Saturday, May 2, 2020

The Tale (2018)

The Tale
Written and directed by Jennifer Fox

This is a complex, well krafted and very effective autobiography movie of a young girl, age 13, who is raped and pulled into an ongoing exploitative association by a male running coach age 40.
Personally, the movie was not an easy entertainment at all.
It is like being inside someone else's nightmare dream, which also parallels one's own.

So much of the movie and these actual situations is reconstructing memory, verifying memory, and discarding memories that have been softened and made more manageable, less horrible. The abuse can be seen as one’s conscious act of righteous rebellion which is natural in a child who can see the flaws in their parent’s troubled relationship and imperfect lives. The child can be alienated by that and seek light and hope by looking up to and following a handy and charismatic, in a child’s eyes, mentor. These memories are dealt with, placated, and reconfigured as a matter of choice by the victim when the reality is far from that. This is well represented in The Tale.

The Jennifer character now, at age 48, is played by Laura Dern. Jenny at age 13 is played by Isabella Nélisse. There is a brilliant and very effective moment involving memory and the casting of the young girl. When Jennifer starts to remember, and we see her past depicted, Jenny is older, played by a 15 year old. But then in a scene looking at old photographs with her mother she is shocked and has to reset the age and the extremity of her innocence at the time of the abusive calamity when she sees a photo of how she really looked when this occurred, at age 13.. From then on young memory Jenny is played by a much younger girl who’s childlike look and contenance of innocence and inexperience cannot be denied.
(This moment really sold the movie to me personally because there is something that went on with me during childhood that I am unable to place without question on the blurry timeline of childhood. Was I 10? Younger? Older? I have reconstructed the age of the boy at 5 years older. Does that make the ratio 10 to 15, 9 to 14, 12 to 17? None of these ratios look good for him and his buddies, but I would like to know what it is for sure.)

The movie deals with this sensitive subject quite explicitly. There is no question of the totality of the phsyical rape. Yet there is not a hint of erotism or gray area in the sexual scenes reenacted. There is text at the end that states that an adult body double is used for these horrible scenes that would not be proper to put a child actor through for the sake of a movie. I wish I could say that for some other films that involve children crisis sexually or otherwise. 

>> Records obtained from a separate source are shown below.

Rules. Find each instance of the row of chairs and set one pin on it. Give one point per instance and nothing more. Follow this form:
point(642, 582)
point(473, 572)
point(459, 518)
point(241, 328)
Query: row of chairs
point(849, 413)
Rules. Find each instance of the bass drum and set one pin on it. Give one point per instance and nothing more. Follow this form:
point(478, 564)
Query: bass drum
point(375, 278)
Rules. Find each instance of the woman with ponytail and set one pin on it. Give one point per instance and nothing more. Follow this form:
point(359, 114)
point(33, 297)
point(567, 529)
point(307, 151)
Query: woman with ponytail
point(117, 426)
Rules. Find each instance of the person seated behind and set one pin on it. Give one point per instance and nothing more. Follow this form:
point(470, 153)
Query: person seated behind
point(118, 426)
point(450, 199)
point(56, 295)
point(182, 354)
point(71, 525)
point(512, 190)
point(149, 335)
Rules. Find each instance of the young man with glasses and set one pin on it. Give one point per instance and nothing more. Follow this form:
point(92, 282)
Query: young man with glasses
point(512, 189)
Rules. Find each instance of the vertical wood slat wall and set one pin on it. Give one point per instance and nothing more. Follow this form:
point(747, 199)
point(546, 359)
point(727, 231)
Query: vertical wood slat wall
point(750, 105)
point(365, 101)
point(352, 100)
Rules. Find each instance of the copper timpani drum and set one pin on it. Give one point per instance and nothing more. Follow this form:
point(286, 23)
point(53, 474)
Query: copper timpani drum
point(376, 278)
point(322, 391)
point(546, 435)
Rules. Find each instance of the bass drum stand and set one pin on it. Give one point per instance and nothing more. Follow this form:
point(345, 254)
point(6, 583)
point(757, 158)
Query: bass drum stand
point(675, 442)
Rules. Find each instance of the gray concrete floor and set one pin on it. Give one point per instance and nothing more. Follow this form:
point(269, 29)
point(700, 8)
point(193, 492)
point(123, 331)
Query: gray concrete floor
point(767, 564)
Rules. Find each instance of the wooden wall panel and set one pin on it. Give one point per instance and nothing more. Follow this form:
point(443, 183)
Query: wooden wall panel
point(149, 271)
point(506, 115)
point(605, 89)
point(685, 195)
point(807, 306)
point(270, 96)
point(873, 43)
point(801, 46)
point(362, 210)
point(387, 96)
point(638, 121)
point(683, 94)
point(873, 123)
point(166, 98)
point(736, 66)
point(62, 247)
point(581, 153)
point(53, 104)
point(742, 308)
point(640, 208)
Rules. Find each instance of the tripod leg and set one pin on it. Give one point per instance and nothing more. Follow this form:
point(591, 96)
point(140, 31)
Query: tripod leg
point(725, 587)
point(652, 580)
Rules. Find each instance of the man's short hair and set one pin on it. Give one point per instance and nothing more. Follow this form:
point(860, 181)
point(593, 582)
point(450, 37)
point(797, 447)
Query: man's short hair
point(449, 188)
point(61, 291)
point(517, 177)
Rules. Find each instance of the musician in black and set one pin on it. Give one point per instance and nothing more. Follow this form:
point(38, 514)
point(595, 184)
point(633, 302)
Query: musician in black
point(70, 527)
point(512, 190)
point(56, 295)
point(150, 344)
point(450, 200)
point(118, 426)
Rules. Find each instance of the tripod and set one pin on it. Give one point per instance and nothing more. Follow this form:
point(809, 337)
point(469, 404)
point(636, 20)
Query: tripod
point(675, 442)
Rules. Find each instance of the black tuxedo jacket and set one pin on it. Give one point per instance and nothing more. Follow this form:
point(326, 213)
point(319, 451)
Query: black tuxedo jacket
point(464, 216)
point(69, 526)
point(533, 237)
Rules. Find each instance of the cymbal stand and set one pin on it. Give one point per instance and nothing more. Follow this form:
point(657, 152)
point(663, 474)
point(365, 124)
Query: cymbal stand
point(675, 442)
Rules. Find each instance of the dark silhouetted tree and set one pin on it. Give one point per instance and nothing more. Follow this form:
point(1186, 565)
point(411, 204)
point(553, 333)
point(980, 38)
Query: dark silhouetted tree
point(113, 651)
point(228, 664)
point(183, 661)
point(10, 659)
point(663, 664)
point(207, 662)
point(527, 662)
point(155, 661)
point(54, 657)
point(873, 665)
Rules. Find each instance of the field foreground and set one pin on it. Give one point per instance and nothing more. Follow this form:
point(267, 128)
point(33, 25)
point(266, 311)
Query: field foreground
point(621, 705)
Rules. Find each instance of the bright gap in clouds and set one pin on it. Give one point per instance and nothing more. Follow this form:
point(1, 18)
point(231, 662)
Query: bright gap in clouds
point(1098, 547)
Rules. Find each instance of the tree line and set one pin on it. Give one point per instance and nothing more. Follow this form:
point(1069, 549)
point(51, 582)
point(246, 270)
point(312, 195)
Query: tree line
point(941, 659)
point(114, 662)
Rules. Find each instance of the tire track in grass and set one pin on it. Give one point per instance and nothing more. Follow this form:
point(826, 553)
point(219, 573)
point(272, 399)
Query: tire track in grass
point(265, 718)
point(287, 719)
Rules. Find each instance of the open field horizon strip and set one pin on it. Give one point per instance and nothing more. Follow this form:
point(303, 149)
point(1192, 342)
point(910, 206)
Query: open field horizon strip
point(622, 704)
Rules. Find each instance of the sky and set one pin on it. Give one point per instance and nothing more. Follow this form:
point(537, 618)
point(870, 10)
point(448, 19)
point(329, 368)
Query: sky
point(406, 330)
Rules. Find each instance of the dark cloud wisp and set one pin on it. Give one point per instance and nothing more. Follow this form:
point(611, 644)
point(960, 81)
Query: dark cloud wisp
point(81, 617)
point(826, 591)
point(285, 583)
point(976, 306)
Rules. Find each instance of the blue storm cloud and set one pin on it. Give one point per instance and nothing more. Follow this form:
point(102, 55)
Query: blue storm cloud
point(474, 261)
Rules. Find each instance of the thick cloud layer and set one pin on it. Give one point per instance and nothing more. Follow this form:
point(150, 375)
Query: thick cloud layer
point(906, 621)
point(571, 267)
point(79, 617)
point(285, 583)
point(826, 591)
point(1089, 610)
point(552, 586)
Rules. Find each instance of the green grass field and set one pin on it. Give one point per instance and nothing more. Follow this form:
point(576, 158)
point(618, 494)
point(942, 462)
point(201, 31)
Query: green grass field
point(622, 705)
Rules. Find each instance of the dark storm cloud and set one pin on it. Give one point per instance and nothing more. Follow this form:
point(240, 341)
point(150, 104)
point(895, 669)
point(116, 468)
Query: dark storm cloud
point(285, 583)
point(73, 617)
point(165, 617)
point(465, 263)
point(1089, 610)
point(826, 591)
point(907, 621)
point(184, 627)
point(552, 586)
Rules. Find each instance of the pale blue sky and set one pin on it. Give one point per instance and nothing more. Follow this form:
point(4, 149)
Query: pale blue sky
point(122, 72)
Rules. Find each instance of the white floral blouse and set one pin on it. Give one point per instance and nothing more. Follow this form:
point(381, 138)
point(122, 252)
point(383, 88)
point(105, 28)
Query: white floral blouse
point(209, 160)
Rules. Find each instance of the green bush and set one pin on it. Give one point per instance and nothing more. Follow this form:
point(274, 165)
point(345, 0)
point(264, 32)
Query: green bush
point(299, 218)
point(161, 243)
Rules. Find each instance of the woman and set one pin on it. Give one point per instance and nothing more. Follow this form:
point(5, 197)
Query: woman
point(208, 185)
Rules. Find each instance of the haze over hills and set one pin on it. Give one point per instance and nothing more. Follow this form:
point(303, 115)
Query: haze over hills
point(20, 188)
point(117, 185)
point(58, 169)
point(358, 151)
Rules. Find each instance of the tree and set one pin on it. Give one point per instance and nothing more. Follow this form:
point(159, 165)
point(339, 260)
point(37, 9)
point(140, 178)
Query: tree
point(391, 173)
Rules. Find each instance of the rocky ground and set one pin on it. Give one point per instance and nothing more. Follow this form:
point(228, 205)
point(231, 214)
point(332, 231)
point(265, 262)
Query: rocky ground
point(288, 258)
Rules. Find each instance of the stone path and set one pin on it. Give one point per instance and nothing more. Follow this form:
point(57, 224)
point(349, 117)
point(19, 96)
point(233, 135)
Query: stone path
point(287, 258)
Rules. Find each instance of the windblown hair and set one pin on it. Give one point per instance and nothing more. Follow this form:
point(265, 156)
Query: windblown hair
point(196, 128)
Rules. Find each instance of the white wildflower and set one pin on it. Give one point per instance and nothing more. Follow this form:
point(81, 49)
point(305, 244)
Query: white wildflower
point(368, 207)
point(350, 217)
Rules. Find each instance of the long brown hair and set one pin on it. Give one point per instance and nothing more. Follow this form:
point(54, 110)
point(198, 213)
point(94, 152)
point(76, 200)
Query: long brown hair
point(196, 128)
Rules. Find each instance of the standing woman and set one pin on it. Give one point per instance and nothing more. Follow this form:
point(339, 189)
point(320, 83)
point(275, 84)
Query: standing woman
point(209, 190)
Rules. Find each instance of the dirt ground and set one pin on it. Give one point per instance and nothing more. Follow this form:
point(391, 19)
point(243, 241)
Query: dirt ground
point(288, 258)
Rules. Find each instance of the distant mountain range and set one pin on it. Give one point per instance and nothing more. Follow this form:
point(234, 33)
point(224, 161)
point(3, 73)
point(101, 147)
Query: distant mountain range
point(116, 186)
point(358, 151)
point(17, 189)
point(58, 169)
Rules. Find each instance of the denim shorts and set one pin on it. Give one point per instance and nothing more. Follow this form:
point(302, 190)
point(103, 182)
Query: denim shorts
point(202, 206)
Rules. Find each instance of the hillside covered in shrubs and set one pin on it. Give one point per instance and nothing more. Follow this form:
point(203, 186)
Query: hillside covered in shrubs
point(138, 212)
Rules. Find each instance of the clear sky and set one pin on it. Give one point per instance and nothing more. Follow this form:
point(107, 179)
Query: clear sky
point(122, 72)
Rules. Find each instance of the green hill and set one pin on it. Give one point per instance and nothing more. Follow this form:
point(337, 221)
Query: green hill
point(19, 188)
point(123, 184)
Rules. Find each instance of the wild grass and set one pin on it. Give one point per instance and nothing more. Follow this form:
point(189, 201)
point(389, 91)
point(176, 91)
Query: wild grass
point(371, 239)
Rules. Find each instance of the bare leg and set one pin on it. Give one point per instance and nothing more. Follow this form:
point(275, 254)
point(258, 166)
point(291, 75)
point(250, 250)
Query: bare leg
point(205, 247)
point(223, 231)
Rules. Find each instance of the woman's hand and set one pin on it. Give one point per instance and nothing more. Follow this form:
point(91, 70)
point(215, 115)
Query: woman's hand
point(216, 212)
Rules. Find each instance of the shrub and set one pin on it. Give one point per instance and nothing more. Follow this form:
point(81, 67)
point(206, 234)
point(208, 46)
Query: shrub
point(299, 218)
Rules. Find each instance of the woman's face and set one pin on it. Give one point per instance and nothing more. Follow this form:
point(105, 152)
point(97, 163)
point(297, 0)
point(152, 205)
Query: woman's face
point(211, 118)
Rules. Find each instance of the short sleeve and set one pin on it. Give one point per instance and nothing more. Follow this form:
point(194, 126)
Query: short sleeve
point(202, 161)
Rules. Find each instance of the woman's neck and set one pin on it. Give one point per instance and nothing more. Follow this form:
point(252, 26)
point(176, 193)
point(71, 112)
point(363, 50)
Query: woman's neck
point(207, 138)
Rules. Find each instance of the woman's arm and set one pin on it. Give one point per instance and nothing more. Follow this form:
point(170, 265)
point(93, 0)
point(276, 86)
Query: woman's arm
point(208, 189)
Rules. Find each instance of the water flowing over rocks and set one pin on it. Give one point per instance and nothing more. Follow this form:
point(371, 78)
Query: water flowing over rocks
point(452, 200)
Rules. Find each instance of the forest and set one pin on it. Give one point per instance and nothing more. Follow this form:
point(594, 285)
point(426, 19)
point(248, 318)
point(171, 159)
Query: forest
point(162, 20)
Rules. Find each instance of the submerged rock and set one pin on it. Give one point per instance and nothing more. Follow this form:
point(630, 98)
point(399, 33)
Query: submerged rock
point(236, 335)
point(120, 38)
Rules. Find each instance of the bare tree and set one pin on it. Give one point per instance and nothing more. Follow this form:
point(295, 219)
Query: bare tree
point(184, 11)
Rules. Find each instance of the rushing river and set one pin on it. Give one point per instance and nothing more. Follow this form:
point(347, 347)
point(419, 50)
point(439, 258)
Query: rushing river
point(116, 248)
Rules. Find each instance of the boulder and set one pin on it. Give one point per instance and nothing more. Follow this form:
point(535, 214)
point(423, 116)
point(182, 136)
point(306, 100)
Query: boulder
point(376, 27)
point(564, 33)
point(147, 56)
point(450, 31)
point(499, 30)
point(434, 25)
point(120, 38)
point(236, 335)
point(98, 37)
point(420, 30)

The viewer might want a “trigger” warning for this one. And although a difficult ride, it is so well done and carefully thought through that one can also come out of it with personal insight to the ongoing damage that such an experience causes throughout life even into old age. Is that the reason for one's addictive behavior, lack of a wholesome fulfillment in social life, or spoty career? The reason one hid out wishing not to be noticed?